■まるでサーカス団!? 世界を股にかけてのアクション
舞台はバンコク→アゼルバイジャン→モナコ→チェンマイ→香港→ウィーン→ベルリン→クロアチア→プラハと目まぐるしく移動する。
それぞれの都市にアクションが用意されていて、飛行機からパラシュートで飛び降りつつ、空中で殴り合いをするというアクロバティックなアクションや、ナイフを使った接近戦等があるが、そのなかでももっとも大きいのがプラハでのアクション。
美しい石畳の古都を舞台に、街をひっくり返すほどの銃撃戦&カーチェイスをみせるのだ。
シックスが身を寄せたかつての同僚の瀟洒なアパートが木っ端みじんになり、間一髪逃げ切ったシックスを警官が確保。

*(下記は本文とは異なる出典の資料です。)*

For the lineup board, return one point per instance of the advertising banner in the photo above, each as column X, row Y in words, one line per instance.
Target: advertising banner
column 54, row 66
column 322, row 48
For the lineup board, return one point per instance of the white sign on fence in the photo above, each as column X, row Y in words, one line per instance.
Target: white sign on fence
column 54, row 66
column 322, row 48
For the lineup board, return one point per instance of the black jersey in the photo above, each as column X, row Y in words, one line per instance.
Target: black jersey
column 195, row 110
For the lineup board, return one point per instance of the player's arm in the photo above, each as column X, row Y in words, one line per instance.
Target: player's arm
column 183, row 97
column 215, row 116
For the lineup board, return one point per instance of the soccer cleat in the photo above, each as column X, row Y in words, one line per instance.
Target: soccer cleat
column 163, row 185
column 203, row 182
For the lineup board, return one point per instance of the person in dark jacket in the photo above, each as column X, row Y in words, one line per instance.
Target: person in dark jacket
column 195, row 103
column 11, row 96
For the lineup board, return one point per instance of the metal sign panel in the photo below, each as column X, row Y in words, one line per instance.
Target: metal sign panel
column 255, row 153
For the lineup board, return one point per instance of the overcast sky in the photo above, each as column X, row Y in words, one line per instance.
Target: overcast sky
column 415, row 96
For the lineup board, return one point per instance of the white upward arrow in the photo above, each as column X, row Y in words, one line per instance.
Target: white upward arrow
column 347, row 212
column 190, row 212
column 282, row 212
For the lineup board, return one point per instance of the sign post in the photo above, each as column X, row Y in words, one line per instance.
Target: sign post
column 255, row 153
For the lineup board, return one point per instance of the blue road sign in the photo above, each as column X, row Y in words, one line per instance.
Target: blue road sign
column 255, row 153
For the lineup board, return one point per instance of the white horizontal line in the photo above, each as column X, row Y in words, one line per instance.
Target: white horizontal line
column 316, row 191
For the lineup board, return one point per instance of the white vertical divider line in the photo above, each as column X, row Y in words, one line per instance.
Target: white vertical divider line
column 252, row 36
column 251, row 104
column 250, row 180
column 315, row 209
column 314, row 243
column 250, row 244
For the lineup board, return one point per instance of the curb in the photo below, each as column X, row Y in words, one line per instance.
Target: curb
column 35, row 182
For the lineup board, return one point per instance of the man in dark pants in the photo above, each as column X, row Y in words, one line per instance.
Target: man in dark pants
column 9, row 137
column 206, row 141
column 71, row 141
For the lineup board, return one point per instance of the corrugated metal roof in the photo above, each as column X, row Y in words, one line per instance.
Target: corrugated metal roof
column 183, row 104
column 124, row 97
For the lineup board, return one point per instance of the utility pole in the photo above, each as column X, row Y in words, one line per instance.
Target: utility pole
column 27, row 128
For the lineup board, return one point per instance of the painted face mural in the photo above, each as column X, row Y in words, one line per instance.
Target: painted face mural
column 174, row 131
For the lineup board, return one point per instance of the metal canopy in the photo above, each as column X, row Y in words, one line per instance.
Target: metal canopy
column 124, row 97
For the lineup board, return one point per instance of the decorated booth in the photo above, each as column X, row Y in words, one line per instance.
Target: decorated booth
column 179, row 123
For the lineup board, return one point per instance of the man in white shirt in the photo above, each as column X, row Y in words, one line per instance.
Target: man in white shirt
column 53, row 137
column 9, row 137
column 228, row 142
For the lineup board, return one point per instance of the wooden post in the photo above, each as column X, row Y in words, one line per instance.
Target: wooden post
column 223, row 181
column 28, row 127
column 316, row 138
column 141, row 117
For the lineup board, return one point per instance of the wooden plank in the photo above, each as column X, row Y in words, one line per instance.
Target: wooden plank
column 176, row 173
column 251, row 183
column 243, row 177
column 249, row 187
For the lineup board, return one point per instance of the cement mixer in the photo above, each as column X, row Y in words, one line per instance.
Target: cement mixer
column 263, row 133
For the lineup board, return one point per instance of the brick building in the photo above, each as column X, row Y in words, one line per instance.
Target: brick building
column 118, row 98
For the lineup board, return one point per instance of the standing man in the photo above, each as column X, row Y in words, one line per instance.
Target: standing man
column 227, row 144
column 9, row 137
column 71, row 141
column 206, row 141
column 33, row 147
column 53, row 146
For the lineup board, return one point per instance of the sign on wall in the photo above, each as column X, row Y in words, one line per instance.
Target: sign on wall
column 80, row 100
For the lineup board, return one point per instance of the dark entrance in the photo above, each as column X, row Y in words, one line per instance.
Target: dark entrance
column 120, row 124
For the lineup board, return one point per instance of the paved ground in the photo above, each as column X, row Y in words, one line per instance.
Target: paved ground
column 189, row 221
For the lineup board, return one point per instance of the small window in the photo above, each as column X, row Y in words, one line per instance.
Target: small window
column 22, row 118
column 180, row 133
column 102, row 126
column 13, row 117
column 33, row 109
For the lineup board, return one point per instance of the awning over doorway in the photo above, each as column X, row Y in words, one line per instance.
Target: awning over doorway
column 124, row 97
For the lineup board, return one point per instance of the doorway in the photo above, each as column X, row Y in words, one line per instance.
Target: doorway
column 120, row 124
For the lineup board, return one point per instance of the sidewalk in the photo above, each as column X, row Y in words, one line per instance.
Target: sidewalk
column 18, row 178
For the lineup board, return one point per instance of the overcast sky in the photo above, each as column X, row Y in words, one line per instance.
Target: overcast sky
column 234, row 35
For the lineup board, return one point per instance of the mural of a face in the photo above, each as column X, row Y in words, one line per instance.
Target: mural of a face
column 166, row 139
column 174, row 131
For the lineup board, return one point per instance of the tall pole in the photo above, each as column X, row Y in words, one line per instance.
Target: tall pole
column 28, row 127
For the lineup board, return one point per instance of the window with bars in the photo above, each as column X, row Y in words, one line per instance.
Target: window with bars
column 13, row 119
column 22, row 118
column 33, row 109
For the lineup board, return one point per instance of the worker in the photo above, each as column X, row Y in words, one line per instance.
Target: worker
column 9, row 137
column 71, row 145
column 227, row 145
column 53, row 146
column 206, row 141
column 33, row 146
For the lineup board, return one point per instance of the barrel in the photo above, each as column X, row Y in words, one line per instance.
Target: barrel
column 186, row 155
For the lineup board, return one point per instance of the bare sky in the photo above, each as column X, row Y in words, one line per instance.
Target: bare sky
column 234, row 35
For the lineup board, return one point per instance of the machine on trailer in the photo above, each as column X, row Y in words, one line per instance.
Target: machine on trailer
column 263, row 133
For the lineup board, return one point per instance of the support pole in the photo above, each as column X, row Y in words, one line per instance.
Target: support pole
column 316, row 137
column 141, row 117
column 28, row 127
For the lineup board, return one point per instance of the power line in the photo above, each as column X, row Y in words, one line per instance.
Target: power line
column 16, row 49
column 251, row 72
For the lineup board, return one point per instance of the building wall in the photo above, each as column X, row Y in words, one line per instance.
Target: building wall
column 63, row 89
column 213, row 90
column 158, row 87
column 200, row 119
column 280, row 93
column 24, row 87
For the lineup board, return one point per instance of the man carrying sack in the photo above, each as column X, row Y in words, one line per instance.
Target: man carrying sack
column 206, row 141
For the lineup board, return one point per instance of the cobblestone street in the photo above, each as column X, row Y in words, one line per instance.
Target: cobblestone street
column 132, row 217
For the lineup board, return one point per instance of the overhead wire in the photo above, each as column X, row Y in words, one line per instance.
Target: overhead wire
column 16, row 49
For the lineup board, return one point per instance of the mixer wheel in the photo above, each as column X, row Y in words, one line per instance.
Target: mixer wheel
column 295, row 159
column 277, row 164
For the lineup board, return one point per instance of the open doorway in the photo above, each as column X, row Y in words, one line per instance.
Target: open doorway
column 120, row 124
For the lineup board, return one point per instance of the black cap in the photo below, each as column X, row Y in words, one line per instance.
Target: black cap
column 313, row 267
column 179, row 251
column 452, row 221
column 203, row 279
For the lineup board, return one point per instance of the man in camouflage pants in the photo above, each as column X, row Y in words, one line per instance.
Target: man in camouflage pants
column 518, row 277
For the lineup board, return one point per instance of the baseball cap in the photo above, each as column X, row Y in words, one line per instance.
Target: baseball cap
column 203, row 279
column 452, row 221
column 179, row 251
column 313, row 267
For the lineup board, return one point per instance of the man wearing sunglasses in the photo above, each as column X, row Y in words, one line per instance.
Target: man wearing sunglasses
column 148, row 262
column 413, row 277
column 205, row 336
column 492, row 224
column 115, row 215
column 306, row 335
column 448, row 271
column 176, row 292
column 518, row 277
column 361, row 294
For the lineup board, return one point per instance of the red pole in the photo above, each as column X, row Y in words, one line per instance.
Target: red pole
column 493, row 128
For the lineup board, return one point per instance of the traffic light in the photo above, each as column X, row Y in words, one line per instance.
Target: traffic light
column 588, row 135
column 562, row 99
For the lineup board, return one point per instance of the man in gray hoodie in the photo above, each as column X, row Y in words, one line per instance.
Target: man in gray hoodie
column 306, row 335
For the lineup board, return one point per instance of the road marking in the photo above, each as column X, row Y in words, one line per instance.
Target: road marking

手錠で広場の手すりにつなぐと、その彼を殺すべく一個中隊ほどの刺客がフル装備で結集。機関銃からバズーカ、ジープから装甲車まで総動員して、街をこれでもかと壊しまくりながら彼を追いかける。
そんななかシックスが逃げ込むのが路面電車。今度はこの電車と、彼を追いかけるベンツのジープ&機関銃が銃撃戦を繰り広げる。
では、どうやってこの窮地を逃げ切るのかというと、シックスの唯一の味方であるミランダが運転する車なのだ。走る路面電車にピタリと横づけされた車に、彼は飛び乗ろうとする。
■なんと4種類のアウディが登場
今回、ピックアップしたいのはこの車。アウディのBEVのRS7スポーツバックe-tronなのだ。いやあ、メチャクチャかっこいい! 赤という色がアルマス嬢によく似合っている上に本当によく走り小回りが利く(ように撮っている)。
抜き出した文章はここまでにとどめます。